En el año 2003, celebraron las 22 academias de la Lengua Española, que preside la nuestra, la primera Comisión Interacadémica de Gramática. Nos reunimos muy cerca de aquí, en La Granda, Avilés, y un día nos pidieron ir de excursión, cómo no, a Covadonga. Volvimos por Ribadesella para ver la cueva de Tito Bustillo, porque uno de los académicos más importantes quería identificar una cabritina que, al parecer, había en los dibujos. Sus preciosas bodegas, al visitar El Gaitero, las preciosas bodegas con los grandes toneles marcados con los nombres de países hispanoamericanos, hicieron exclamar al representante de la Academia Norteamericana de la lengua española que aquello era la Capilla Sixtina de la sidra.

Desde entonces, la Real Academia Española, a la que me honro pertenecer y de la que fui director, cierra su tradicional almuerzo de Navidad y brinda por el Año Nuevo con turrones, dulces y sidra de El Gaitero. Recuerdo al gran Francisco Ayala guardando, a escondidas, polvorones de El Gaitero para llevarlos a su esposa.

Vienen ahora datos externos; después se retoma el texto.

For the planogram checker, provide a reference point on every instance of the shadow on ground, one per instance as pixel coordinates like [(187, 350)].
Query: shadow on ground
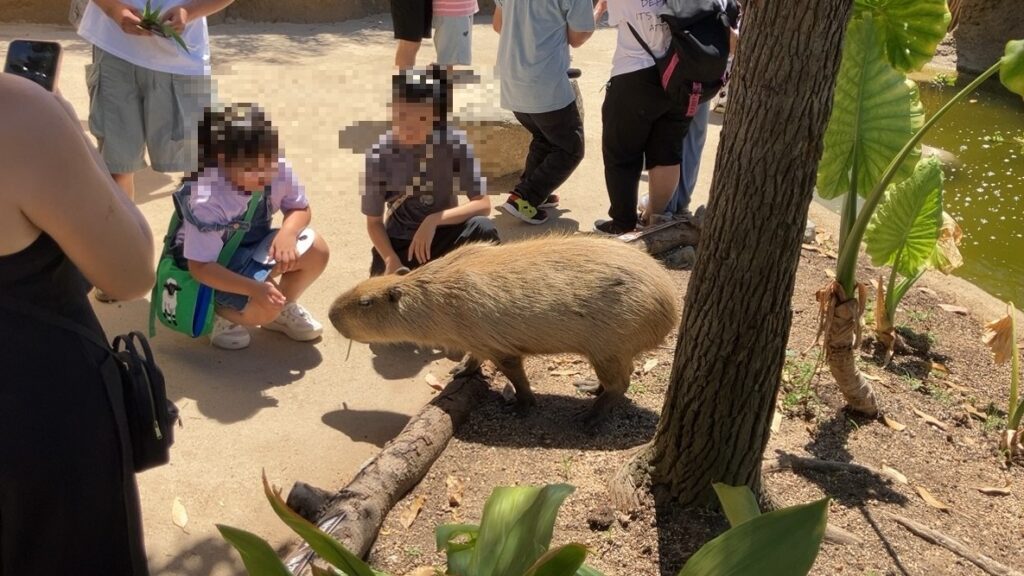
[(373, 426)]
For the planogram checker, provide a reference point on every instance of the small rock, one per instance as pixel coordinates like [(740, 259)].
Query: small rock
[(624, 520), (601, 519), (680, 258), (810, 232)]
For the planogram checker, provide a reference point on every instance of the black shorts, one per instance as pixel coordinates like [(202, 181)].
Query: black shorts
[(412, 18)]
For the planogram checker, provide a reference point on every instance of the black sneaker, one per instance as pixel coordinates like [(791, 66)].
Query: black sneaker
[(610, 228), (523, 210)]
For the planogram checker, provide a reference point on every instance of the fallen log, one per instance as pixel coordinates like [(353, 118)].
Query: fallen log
[(354, 515), (665, 237), (955, 546)]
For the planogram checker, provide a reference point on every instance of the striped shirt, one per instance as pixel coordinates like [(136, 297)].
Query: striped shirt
[(456, 7)]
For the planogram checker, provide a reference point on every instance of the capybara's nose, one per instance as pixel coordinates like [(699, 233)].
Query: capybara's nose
[(335, 316)]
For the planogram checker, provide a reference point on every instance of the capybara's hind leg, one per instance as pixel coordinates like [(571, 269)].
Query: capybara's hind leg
[(512, 368), (614, 376), (466, 368)]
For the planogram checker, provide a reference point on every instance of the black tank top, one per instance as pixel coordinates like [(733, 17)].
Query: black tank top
[(42, 275)]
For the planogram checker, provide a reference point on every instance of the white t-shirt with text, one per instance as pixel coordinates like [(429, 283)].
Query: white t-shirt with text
[(154, 52), (643, 14)]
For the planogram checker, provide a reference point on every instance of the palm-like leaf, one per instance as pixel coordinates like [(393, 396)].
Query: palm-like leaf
[(1012, 71), (779, 543), (905, 228), (911, 29), (876, 111)]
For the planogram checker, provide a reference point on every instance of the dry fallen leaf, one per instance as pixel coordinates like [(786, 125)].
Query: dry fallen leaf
[(433, 382), (895, 475), (179, 516), (954, 309), (931, 420), (892, 423), (410, 513), (931, 500), (992, 491), (999, 336), (455, 490), (649, 365)]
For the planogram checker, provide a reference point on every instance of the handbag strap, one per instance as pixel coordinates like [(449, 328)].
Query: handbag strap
[(642, 43)]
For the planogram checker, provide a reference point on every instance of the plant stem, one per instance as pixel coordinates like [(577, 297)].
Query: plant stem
[(1016, 410), (846, 270)]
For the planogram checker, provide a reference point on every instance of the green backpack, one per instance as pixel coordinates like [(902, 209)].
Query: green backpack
[(181, 302)]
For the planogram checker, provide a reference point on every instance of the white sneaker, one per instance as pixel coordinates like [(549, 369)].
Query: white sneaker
[(296, 323), (228, 335)]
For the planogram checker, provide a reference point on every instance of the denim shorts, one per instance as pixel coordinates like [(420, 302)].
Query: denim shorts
[(243, 263)]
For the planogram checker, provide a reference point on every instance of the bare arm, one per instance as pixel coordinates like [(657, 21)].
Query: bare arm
[(54, 181)]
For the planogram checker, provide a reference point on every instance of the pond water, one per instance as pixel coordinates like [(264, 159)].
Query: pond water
[(984, 190), (985, 193)]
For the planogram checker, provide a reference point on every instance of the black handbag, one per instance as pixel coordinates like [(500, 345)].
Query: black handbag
[(131, 375)]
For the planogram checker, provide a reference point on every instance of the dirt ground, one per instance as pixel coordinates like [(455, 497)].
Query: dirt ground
[(946, 368)]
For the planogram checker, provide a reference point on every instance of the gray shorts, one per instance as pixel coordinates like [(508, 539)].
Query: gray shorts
[(454, 40), (133, 110)]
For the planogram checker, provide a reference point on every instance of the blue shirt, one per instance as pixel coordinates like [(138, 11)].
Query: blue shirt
[(534, 51)]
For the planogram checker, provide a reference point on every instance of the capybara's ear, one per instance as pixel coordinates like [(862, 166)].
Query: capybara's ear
[(393, 294)]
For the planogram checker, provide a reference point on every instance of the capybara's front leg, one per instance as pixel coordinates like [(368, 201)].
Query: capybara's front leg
[(614, 376), (512, 368), (466, 368)]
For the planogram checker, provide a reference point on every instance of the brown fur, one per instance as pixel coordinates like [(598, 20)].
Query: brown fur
[(580, 294)]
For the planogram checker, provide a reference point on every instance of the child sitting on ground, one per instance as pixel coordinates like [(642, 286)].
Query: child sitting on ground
[(414, 171), (239, 156)]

Llegados a este punto hay un aspecto sobre el que quiero reclamar vuestra atención. El Gaitero es una empresa familiar. José Cardín Zaldivar pertenece a la cuarta generación de los Fernández en el grupo de Valle, Ballina y Fernández. Desde Ángel Fernández, fundador de El Gaitero, junto con Valle y con Ballina, sigue la línea familiar con Enriqueta Fernández Pando, la abuela de Pepe; con el doctor, médico, que me asistió cuando yo nací, José Cardín Fernández, su padre, y él es Pepe, que representa a la cuarta generación.

Uno de los méritos, a mi juicio, el mérito sobresaliente de nuestro homenajeado de hoy, es el esfuerzo y logro del mantenimiento de la armonía familiar. La ha conseguido con el acierto de constituir un protocolo que agrupa a todos los accionistas de la rama Fernández y un Consejo de Familia en el que están representantes de las generaciones cuarta y quinta y que tiene por objeto la toma conjunta de decisiones de más del 90% del accionariado de Valle, Ballina y Fernández. Sólo Pepe sabe lo que ha costado y cuesta obtener y mantener vivo ese acuerdo. Y todos nosotros sabemos la categoría empresarial, familiar y humana con que lo hace.

Todo ello lo convierte en justo acreedor del premio Álvarez Margaride. Carmen, la esposa y viuda de José Luis, puede testificar el grado de amistad que nos unía a José Luis y a mí. Yo admiraba su gran profesionalidad, cómo logró conectar empresas alemanas y empresas españolas, y sobre todo su calidad humana. Él me animaba a hacer realidad sueños y proyectos concretos en favor de la lengua española. Por eso me pareció un acierto la creación de este premio que lleva su nombre y que Javier Vega de Seoane y Pep Oliu hacen posible.

Un premio es grande si lo hacen crecer quienes lo reciben. El premio Álvarez Margaride ha ido creciendo año tras año y este año, si se me permite decirlo, da un estirón al añadir al elenco de los premiados a Pepe Cardín Zaldivar. Cuando uno repasa la lista de quienes como él han sido agraciados, se da cuenta de algo de importancia decisiva y es que este premio Álvarez Margaride, digámoslo ya, precisamente por quienes lo merecen, honra a Asturias y honra a España.